Andrew Wiggins was criticized after Kansas' elimination.  (USATSI)
Andrew Wiggins was criticized after Kansas' elimination. (USATSI)

More NBA draft: Thursday stock watch | Weekend Prospects | Jabari Parker

Andrew Wiggins lost. 

In a round-of-32 game against upstart Stanford, Andrew Wiggins, who many feel is the best pick in the draft, finished with six field goal attempts, four points, four turnovers, one assist, and a very big anchor around his neck. 

Let me sum up the narratives that immediately, and I mean, immediately erupted in the media after the game. And not just from pundits who love to make a name for themselves, either. Former players, coaches, lots of folks. 

"Andrew Wiggins needs to stay another year because clearly he is not ready for the NBA because in a guard-heavy system under a coach who has consistently shown that he does better developing underrated talent than pushing the limits of a top-end prospect, he failed to advance past two rounds in one-and-done tournament at age 19." 

Welcome to 2014, where everything is dead before it begins. 

Let's take a moment and step away from Narrativeville, Population: Cranky Old Dudes. 

Maybe you're new here, and you're wondering "What's so special about the kid? He only shot six times, and he was a non-factor in a loss. Why is everyone so excited about him?"

Well, here's a good place to start. 

That's a block, full-court sprint and alley-oop finish from a leap from the second stripe in five seconds. Athleticism can be overrated, especially in the draft. But elite athleticism like that is the foundation of a capable NBA All-Star. The skilled guys are usually, not always, but usually guys who had an athletic bedrock and built their abilities around it. Wiggins has that bedrock and plenty of work started on the abilities side of it, too. 

So then what happened? 

Look, I'm not here to outright defend Andrew Wiggins. Throughout the season, he was cast with the label of being too passive. He would drift. Some 19 year-olds come in and have the mental makeup to tell older, more established guys "I want the ball, give it to me, I've got this." Others have to work their way into it. And maybe Wiggins will struggle with the same problem in a locker room full of older guys in the NBA. 

But we hammer Carmelo Anthony for not playing a team game, for playing too much isolation, for being a black hole, and then we blame Andrew Wiggins because he tried to work within the set of the offense? 

Bill Self is arguably the best coach in college basketball. You live in Kansas City for two years, you learn how incredible of a coach he is. He gets through to the kids, he builds them as a team, he wins game after game after game, conference title after conference title. 
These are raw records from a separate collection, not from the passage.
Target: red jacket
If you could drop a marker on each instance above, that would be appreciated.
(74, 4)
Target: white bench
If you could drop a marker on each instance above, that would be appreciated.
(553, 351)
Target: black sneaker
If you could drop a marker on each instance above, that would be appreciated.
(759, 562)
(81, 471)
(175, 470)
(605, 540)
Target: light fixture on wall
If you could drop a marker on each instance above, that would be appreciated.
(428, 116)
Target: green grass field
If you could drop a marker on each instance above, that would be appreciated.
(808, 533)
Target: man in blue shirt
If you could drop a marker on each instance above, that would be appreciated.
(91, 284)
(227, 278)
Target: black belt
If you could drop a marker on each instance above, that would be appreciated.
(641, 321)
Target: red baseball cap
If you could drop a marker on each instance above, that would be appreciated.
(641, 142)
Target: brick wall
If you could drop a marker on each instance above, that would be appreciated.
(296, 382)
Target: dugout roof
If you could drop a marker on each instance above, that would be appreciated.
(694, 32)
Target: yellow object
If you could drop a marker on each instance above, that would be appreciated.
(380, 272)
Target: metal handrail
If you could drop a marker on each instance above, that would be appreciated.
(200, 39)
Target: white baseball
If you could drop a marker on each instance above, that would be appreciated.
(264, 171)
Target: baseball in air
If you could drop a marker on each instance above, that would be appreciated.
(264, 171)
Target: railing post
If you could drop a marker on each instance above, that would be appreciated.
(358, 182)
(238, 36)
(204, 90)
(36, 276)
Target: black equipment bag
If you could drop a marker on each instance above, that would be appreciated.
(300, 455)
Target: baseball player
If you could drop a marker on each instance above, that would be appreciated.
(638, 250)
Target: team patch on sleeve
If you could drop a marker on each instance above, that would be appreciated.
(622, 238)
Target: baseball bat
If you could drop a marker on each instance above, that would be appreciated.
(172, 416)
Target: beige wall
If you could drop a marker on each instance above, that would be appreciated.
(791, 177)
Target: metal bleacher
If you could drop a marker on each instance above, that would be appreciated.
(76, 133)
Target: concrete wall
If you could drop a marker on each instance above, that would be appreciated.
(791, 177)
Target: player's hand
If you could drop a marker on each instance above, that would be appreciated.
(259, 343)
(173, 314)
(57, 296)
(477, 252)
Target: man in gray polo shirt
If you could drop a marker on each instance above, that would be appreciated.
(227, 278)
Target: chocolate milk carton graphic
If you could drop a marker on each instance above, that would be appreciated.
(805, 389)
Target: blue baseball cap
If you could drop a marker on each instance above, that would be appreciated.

Former KU forward Darrell Arthur said this week that playing for Bill Self helps make guys better pros long-term because of what they learn at KU. I think that's absolutely true. They learn a deeper, more fundamental understanding of how to succeed in team basketball, how to be a professional, how to conduct themselves. 

But the fact remains that top talent recruits have not only been rare a KU, when they've played under Self their draft stock has plummeted. His system is conducive to winning games, to winning titles. It's not the best for showcasing talent, especially not on the wing. 

I went back through KU's possessions in the second half of the loss to Stanford expecting to find that Wiggins really was too passive. That he deserves the blame for not forcing the issue. The evidence paints a different picture. 

(Tangent: Can we maybe take a second and recognize that maybe, just maybe, Stanford just played better? They rebounded well, they executed a zone against a team that couldn't stretch the floor, and they made plays. Sometimes this stuff happens. Sometimes the other guys are just better and it doesn't have to be a reflection on one player's entire career. This is the crux of my point.)

This was the one that stuck out to me the most. Wiggins nabs the offensive rebound. He's covered by two guys. Is he supposed to force it up there? He kicks it out and the offense resets. He tries to get the ball back, he's ready, he's calling for the ball. 

Nope. Nothing. Sorry. Meanwhile, the possession ends in a highly contested layup attempt over two bigger players. 

Here, a teammate literally has to tell his point guard by pointing to get him the ball. Wiggins winds up drawing a foul. 

This was an awful possession for Wiggins. He takes the ball and just tries to create too much through the zone, getting stripped and the resulting tie-up has a Stanford possession arrow. 

Wiggins spreads the floor here, finds a seam and puts up a quality shot. He doesn't airball, he doesn't badly miss. He just rims out. Basketball. 

There's a steal and Wiggins bolts to the rim. He has a lob opportunity. The move to try and find the open outside shooter might be the smart one... if the shooter shoots. He doesn't. 

This is not the play of a player who lacks leadership or motivation. There are legit reasons to lean towards one of the other prospects. But before we bury Wiggins under overhyped labels, maybe consider how we got here and why we shouldn't overreact to a single game. After all, Rock Chalk and all that.